Y otro detalle importante, que tiene que ver con la habilidad del CNC para sostener una cosa y su contraria. Afinan tan hábilmente con el uso de la palanca de la culpa y el miedo que no he visto a ningún kikotista mostrar ni culpa ni miedo por las consecuencias en los demás de la obediencia que ellos imponen. Todo lo contrario, cuando la obstinada realidad se empecina en demostrar que lo que ordenaron fue erróneo y las consecuencias nefastas, lo que siempre hacen es culpabilizar a la víctima por su falta de fe, por estar endemoniada, por haber dudado, por no haber sido fiel…

Pero no hay ninguna contradicción en ello. Porque una de las primeras cosas que tratan de inocularte en Kikónides es que el que obedece no se equivoca. Y por tanto el que obedece no puede ser culpable de nada. Así que los kikotistas, en cuanto que loros que solo repiten lo que el sumo líder dice, no pueden ser responsables ni culpables de todo el mal que provocan.
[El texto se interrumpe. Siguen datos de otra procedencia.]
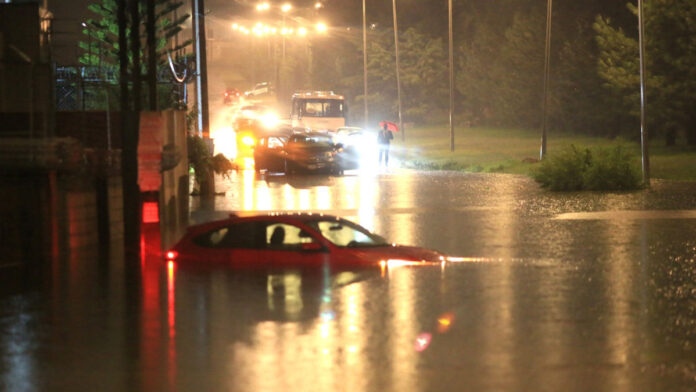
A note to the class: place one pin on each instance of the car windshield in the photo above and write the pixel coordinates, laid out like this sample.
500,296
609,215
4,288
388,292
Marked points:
346,234
313,141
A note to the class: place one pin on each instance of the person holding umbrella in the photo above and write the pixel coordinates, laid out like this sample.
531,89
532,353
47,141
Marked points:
384,138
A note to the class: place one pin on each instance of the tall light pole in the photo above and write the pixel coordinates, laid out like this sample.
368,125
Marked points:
547,70
398,76
451,66
367,118
643,131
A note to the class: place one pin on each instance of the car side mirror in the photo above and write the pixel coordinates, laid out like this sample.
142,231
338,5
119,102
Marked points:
310,246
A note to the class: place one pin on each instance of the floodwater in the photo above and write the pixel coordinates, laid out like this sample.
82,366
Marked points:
554,291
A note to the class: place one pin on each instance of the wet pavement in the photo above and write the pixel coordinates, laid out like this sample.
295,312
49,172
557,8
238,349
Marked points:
555,291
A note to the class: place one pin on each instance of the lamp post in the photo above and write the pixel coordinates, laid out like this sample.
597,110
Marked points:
398,71
367,118
547,69
643,131
451,74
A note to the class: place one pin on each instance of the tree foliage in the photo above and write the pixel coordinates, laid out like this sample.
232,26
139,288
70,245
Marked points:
670,55
101,45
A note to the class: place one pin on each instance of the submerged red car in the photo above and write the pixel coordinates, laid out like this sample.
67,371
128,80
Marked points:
292,241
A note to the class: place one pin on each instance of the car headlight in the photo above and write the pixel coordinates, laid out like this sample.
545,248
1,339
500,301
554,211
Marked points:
269,120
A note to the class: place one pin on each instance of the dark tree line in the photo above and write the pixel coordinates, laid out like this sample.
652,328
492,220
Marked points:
499,47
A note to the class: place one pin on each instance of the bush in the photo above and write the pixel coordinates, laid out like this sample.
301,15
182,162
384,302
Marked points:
204,164
583,169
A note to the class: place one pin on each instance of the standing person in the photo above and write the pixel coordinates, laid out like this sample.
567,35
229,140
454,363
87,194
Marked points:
384,138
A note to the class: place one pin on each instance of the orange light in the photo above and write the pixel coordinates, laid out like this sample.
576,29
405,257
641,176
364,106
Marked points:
444,322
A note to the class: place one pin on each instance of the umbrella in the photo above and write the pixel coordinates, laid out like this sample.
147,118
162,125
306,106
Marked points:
390,126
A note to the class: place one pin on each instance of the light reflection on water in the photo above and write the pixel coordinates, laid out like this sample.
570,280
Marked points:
534,303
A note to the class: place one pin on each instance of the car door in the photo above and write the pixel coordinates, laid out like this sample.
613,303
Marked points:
243,245
289,246
275,153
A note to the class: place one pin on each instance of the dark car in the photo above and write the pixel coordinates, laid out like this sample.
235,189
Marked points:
230,96
298,152
294,241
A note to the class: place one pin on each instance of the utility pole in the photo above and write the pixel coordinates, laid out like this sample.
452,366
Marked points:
451,66
201,68
151,56
367,117
398,71
643,131
547,70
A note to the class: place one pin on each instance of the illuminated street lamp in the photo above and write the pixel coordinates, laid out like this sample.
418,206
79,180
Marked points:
365,66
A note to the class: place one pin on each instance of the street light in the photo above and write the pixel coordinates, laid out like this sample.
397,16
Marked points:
451,65
547,66
643,132
398,77
367,119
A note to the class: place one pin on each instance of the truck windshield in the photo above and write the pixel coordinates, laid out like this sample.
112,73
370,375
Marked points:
319,108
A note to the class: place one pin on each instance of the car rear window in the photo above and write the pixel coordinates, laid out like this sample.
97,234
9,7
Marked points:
243,235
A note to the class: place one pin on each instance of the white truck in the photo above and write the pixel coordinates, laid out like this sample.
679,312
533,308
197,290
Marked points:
318,111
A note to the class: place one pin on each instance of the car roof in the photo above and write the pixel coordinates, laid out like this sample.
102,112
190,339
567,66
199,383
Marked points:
280,217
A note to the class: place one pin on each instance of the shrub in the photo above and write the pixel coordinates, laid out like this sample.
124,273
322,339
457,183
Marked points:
564,171
605,169
204,164
612,169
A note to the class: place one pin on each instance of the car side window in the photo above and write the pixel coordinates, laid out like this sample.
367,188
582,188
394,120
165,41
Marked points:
245,235
286,236
275,142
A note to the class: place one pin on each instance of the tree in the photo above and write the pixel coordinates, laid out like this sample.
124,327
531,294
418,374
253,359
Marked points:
670,45
101,48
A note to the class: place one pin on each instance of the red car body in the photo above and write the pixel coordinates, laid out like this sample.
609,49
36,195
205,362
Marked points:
310,241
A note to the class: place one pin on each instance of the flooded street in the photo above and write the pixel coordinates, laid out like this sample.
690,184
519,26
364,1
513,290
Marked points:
553,291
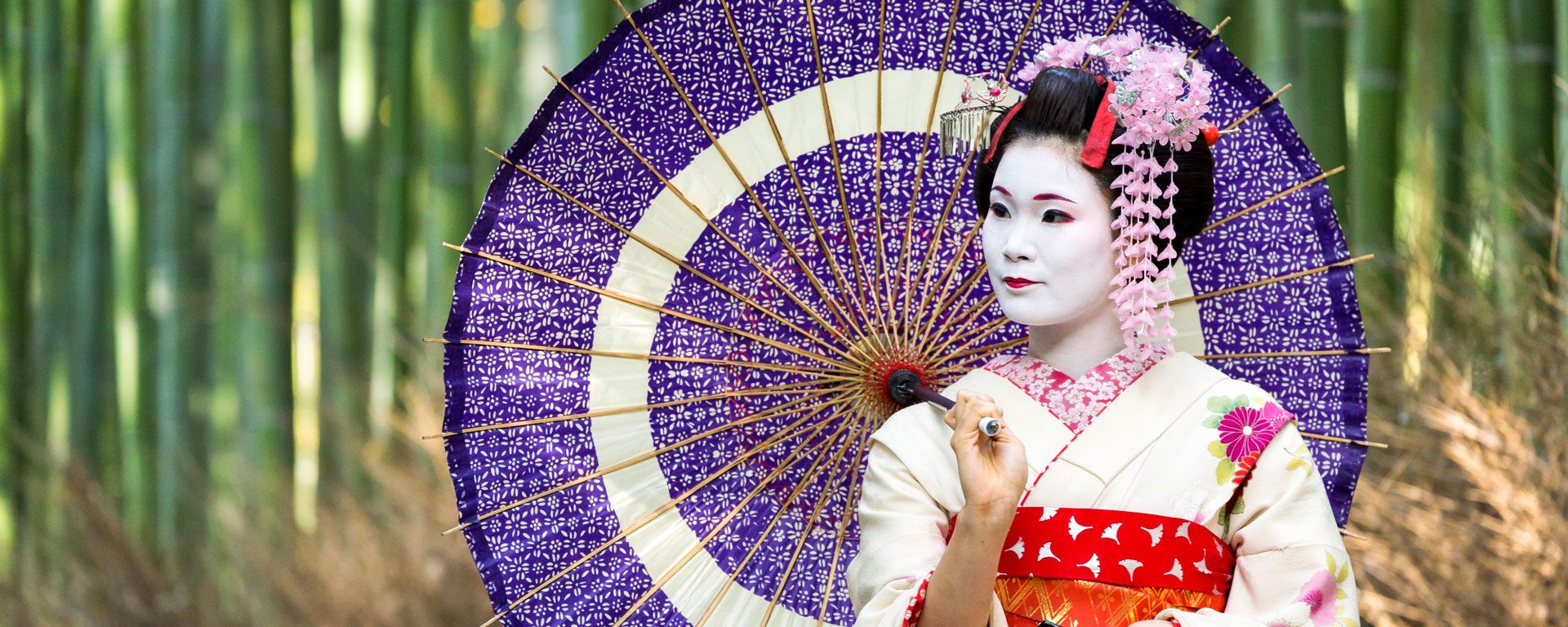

También es cierto que otra consecuencia es que no todos valen para kikotistas. Yo renuncié para seguir viviendo en paz con mi conciencia. Otros tomaron ese mismo camino antes que yo. Otros muchos lo habrán tomado después. En su libro, Steve Hassan comenta que cuando se adoctrina a alguien se le hace pensar «que las personas abandonaban el grupo SIEMPRE por razones equivocadas, porque eran débiles o indisciplinadas, o porque querían caer en el materialismo». Pero resulta que hay tantas o más razones «correctas» para abandonar algo malo.

Hay que tener un estómago especial para tragar tanta mierda y no vomitar.